Although fixed-spool reels are versatile they have a drawback. They are unsuitable for boat fishing with heavy sinkers in deep water. The high retrieve rate, combined with the right angle through which the line is pulled as it comes on to the spool, makes it difficult to pull up heavy weights without a pumping action. Fixed spool reels are not as strong as heavy duty multipliers and break down under severe stress.
Buying a reel
Of the scores of fixed-spool reels available only a few are suitable for sea fishing. Most are not robust enough to cope with casting heavy weights (and this is true of many freshwater reels which look as though they might do the job). Rather than rushing out and buying one on appearances, it is better to read carefully through some manufacturers’ catalogues. Robustness and ability to withstand the corrosive action of salt water are the main requirements. Prices vary widely and in general price is a good indicator of quality – the higher the price the better the reel. Most tackle dealers can be relied on to give a fair assessment of what a particular reel can do without giving you the hard-sell. Top models in the expensive ranges are superior – containing more ball races, machined to closer tolerances and made from better materials than cheaper models. This means that most are stronger and last longer. But some of the budget-priced reels can still cast long distances. Service and spares Make sure that you can get spare spools for your reel so you can store different breaking strains for all the types of fishing you intend to do.

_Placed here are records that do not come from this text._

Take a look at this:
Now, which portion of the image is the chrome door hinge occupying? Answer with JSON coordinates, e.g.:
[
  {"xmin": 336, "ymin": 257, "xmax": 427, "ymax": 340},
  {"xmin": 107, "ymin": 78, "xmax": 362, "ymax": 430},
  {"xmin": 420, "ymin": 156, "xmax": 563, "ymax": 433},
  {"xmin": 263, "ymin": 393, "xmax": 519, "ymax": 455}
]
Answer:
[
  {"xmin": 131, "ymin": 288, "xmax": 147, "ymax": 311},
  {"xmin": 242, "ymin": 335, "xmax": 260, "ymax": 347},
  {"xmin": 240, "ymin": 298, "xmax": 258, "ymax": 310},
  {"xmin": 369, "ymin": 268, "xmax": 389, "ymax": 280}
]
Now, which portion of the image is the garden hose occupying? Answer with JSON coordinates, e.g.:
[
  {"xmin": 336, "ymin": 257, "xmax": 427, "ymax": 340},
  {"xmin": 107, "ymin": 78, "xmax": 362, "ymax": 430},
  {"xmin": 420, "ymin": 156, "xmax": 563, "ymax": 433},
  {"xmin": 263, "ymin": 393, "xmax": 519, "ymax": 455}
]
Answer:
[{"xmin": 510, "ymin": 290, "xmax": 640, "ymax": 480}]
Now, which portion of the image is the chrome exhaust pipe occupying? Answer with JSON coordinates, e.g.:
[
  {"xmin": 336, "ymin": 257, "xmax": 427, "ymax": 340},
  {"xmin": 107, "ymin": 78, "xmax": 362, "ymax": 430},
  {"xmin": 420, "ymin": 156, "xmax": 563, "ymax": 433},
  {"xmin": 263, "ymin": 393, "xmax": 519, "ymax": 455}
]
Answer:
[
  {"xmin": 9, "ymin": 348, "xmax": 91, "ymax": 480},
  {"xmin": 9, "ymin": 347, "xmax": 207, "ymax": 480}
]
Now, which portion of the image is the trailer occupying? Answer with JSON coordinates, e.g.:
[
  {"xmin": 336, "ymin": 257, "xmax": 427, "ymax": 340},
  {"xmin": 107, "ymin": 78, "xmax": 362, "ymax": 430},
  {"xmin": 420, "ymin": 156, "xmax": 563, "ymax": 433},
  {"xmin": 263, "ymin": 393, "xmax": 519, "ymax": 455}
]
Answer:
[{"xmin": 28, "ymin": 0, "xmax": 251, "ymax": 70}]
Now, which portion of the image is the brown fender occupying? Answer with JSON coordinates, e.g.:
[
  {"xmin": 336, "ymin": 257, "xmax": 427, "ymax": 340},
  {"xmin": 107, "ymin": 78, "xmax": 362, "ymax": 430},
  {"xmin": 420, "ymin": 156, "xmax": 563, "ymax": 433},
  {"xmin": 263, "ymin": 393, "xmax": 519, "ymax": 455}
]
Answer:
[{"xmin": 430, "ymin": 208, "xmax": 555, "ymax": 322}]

The largest recognized manufacturers tend to offer the best after-sales service but recently there has been an irritating trend among manufacturers towards bringing out new models every couple of years or so and deleting the old models – making it difficult to get spares.
Loading your reel
You need to take care over just how much line you put on the reel and how it is loaded. Incorrect loading is one of the few ways in which the fixed-spool reel can cause problems for the sea angler.
The rule is that the profile of the line on the spool must be level and should come to within about 3mm from the lip of the spool. (If you are a smooth caster then the gap can be reduced to 2mm or even 1mm.) Fill the spool to the brim and the line will simply spring off the front when it is not supposed to, causing tangles. Put too little line on and the friction – caused by the line having to drag over the lip at right angles from deep inside the spool – will seriously shorten your cast.
As well as being about 3mm from the lip, the line should be laid level over the spool. Cheaper reels form humps and troughs in the level while the expensive ones don’t or shouldn’t. To correct the humping tendency of the reel, hand wind compensating humps and troughs into the level of the spool.
Cleaning and maintenance
Compared with multipliers, the construction of fixed-spool reels is quite simple, making cleaning and maintenance much easier.
Apart from rinsing in fresh water, drying and spraying with water repelling spray such as WD-40, the only regular maintenance required is to run a finger carefully round the lip of the spool to check that no nicks have appeared which might damage the line.